Doğruyu getiren ve onu tasdik eden var ya, işte onlar müttakilerin ta kendileridir.

"Doğruyu getiren":

Bunda da dört görüş vardır:

Birincisi: O Resûlüllah sallallahu aleyhi ve sellem'dir, bunu da Ali b. Ebû Talib, İbn Abbâs, Katâde ve İbn Zeyd, demişlerdir.

Sonra getirdiği doğruda da iki görüş vardır:

Birincisi: O "lâilâhe illallah

"tır, bunu da İbn Ebi Talha, İbn Abbâs’tan rivayet etmiş;

Said b. Cübeyr de böyle demiştir.

İkincisi: O Kur’ân'dır, bunu da Katâde, demiştir.

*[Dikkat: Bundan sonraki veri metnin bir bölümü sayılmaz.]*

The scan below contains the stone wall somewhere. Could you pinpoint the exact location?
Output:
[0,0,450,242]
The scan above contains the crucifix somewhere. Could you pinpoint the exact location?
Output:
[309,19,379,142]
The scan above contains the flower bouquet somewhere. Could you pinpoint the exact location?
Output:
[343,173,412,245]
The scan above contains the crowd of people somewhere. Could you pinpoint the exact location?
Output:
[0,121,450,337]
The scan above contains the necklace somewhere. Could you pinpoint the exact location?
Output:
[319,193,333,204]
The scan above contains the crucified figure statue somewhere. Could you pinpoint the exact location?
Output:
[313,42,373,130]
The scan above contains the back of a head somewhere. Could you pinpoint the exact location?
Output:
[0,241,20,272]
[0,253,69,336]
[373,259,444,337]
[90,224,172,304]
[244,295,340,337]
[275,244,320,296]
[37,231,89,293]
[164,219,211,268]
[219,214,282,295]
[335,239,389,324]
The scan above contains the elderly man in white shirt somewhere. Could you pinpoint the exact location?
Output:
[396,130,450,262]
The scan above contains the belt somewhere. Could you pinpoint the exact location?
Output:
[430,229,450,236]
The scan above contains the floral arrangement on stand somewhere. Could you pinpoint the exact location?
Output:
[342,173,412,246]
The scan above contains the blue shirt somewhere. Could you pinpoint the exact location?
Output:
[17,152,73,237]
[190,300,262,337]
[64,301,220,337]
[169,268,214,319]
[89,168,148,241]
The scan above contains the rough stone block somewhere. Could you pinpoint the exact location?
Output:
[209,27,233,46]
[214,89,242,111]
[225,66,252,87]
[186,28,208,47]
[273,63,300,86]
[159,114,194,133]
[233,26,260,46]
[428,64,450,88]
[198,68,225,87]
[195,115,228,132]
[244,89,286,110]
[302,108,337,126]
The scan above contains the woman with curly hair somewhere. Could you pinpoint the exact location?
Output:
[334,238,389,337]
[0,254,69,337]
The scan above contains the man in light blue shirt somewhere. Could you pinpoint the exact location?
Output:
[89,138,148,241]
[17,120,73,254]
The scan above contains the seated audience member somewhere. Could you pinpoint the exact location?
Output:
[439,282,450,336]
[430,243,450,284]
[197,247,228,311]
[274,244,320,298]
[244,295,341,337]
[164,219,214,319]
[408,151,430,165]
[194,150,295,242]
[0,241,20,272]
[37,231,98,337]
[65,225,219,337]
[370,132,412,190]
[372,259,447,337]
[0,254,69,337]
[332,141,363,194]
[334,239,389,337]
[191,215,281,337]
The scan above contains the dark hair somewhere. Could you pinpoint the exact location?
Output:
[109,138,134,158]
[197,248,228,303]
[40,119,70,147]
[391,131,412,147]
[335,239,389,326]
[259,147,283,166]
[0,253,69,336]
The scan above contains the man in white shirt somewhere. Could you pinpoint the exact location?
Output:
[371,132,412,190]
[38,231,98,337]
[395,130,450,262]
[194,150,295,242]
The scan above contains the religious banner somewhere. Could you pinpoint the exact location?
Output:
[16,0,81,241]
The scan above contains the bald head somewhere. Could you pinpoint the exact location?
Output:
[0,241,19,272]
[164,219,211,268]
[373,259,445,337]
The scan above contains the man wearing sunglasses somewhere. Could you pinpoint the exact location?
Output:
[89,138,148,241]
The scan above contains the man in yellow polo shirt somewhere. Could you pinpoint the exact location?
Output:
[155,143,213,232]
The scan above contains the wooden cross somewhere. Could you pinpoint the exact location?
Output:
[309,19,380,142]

Onu tasdik edende de üç görüş vardır:

Birincisi: O yine Resûlüllah sallallahu aleyhi ve sellem'dir; o doğruluğu getirmiş ve onu tasdik etmiştir. Bunu İbn Abbâs ile Şa’bî, demişlerdir,

İkincisi: Ebû Bekir’dir, bunu da Ali b. Ebû Talib, demiştir.

Üçüncüsü: Onlar mü’minlerdir, bunu da Katâde, Dahhâk ve İbn Zeyd, demişlerdir.

İkincisi: Doğruluğu getiren Kur’ân ehlidir, o da kıyamet gününde getirecekleri doğruluktur; onun hakkını eda etmişler ve onu doğrulamışlardır. Bunu da Mücâhid, demiştir.

Üçüncüsü: Doğruluğu getirenler peygamberlerdir, bunu da Rebi’, demiştir. Buna göre onu tasdik edenler de mü’minlerdir.

Dördüncüsü: Doğruluğu getiren Cebrâil’dir, onu tasdik eden de Muhammed’dir. Bunu da Süddi, demiştir.

"İşte onlar gerçek mü’minlerin ta kendileridir": Yani şirkten korkanlardır.

"Hüm” dedi, çünkü

"ellezi” çoğul manasınadır. Dilciler böyle demişler; Ebû Ubeyde ile Zeccâc şu beyti delil getirmişlerdir:

Felç mevkiinde kanları akıtılacak olanlar,

Ey Ümmü Halid, kavimdir, hem de hepsidir!